Иной писатель всю жизнь мучительно создает солидные многотомные эпопеи, имеет большой вес среди современников, крепкое благополучие и респектабельность, но все это не гарантирует, что его будут помнить спустя десятилетия.

Александр Грин, которого нынче вспоминают все кому не лень по случаю 125-летия со дня рождения, одной только крошечной феерией «Алые паруса» обеспечил себе пропуск в бессмертие. Вряд ли он подозревал об этом, ведь жизнь его была сложной и какой-то нелепой. Чего только о нем не говорили! Казалось бы, неудачник, таких удобно любить, таким не грех и посочувствовать, но коллеги как будто чувствовали раздраженно ту славу, которая ждала Грина впереди.

Александр Степанович Гриневский, он же Грин, он же Николай Иванович Мальцев, он же Алексей Алексеевич Мальгинов. Жил по фальшивому паспорту, ничего, кроме Дюма и Майна Рида не читал, на корабле был слугой английского капитана, потом зарезал хозяина и удрал с корабля, прихватив вещи убиенного, среди которых на дне рундука нашел кипу рукописей. С тех пор этим и жил, как деньги выйдут — нес в журнал новый рассказ. Пропивал гонорар — и сразу доставал новую повесть. При большевиках поднялся — ходил в енотовой шубе и лаковых башмаках, жил в бывшей квартире обер-полицмейстера, содержал двух балерин…

Какие эффектные легенды! Но и реальная жизнь Гриневского была ничуть не менее закрученной. Сын счетовода, сосланного в Вятку участника польского восстания, родившийся мечтателем, рисовавшим в своем воображении совершенно нереальный, волшебный мир, чудные города и страны, так не вязавшиеся с суровой действительностью.

Дома Грина жестоко били, из реального училища исключили, он переписывал набело сметы городской больницы и роли для актеров провинциального театра, переплетал книги, клеил бумажные фонари для иллюминации в дни городских праздников, зарабатывая на этом копейки. Отправился в Одессу, устроился учеником на пароход, был подручным на шхуне (спать приходилось на черепице), работал в портовых пакгаузах маркировщиком. Потом, отчаявшись, вернулся домой, в Вятку: ехал «зайцем», последние двести километров шел пешком по жидкой грязи, бросив вещи на почтовой станции. Дальше, снова через запятую — банщик, писец в канцелярии, отъезд в Баку — там он забивал сваи в порту, умирал от малярии и жажды, ночевал в пустых котлах на пристани, под лодками, под заборами. По сути, был нищим, бомжем, как сказали бы сейчас.

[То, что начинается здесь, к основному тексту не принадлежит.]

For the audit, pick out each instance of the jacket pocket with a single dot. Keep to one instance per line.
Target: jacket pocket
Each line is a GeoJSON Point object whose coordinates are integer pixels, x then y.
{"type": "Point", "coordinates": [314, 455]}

Потом, снова побывав в родной Вятке, ушел на Урал — искать золото. Ничего, конечно же, не нашел, работал дровосеком, сплавщиком, плавал на барже судовладельца Булычова, ставшего знаменитым благодаря пьесе Горького. Кстати, именно Горький поможет Грину позднее, в Петрограде. Перенесший сыпной тиф полуголодный Грин получит от буревестника революции солидный академический паек, работу и комнату в Доме искусств на Мойке. Но до этого Гриневский побывает еще солдатом, эсером, революционная работа приведет его в Киев и Севастополь. В Севастополе его и арестуют, на Графской пристани. В севастопольской тюрьме он начнет писать. Так что не только дом и могила в Старом Крыму свяжут Александра Степановича Гриневского с этим удивительным краем.

Практически все исследователи творчества Грина сходятся в том, что его вымышленное море, его придуманный Зурбаган — это почти точно отраженный Севастополь, реальность, получившая художественное осмысление. Почему-то кажется, что Грин не любил эту реальность (а за что ему было ее любить?). В принципе, Севастополь, как и Феодосия (еще одна гриновская точка на карте), ни в чем не были виноваты, но Грину было куда уютнее в придуманных, сконструированных Зурбагане, Лисе, Гель-Гью.

В принципе, и все его произведения — «Бегущая по волнам», «Блистающий мир», рассказы и, конечно же, «Алые паруса» — откровенно сконструированы. Иногда даже кажется, что Грин не столько пишет сказку, сколько мрачно издевается над своей сказкой и ее читателями, не испытавшими в жизни и десятой части того, что испытал Грин.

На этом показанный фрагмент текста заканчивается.